A U.S. judge ordered a British hedge fund firm and its chief executive to pay $76.8 million (48.9 million pounds) following a trial on U.S. Securities and Exchange Commission civil charges that it engaged in abusive mutual fund trading.

The SEC case against Pentagon Capital Management Plc and Lewis Chester is among the last related to a long-running industry-wide probe into improper trading in mutual fund shares, and one of the few to go to trial. That probe was unveiled in September 2003 by then-New York Attorney General Eliot Spitzer.

U.S. District Judge Robert Sweet in Manhattan said the SEC proved that Pentagon intentionally and egregiously violated federal securities laws by engaging in late trading, or making mutual fund trades after the market close, but at stale prices.

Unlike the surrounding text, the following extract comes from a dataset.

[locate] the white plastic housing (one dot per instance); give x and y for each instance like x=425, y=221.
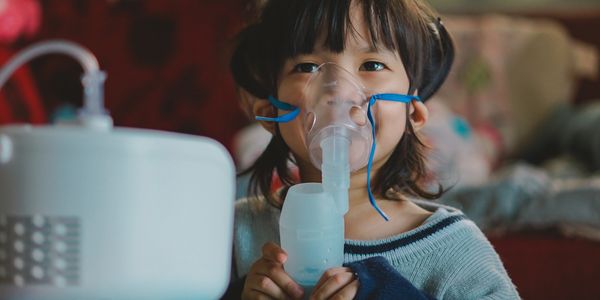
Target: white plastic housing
x=113, y=214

This scheme was broad ranging over the course of several years and in no sense isolated, Sweet wrote.

The judge separately rejected the SEC's claim that Pentagon engaged in fraudulent market timing in mutual funds.

Pentagon had been accused of trading improperly from about June 1999 to September 2003. The penalty includes the disgorgement of $38.4 million of improper profits and a $38.4 million fine.

Sweet had presided over a 17-day non-jury trial that ended last May.

We are grateful for Judge Sweet's finding that no illegal market timing took place. We are disappointed by his late trading conclusion, Frank Razzano, a lawyer for the defendants, said in a phone interview. We shall be appealing.

Market timing involves rapid trading in violation of funds' rules, and at the expense of ordinary investors who lack such privileges. It is considered improper.

Late trading involves the trading of mutual fund shares after 4 p.m. eastern time, when share prices are calculated, but at old prices. It is considered to be illegal.

Pentagon once oversaw more than $2 billion of assets, but began closing its funds shortly before the SEC in April 2008 filed its lawsuit. It is winding down operations.

The case is SEC v. Pentagon Capital Management Plc et al, U.S. District Court, Southern District of New York, No. 08-03324.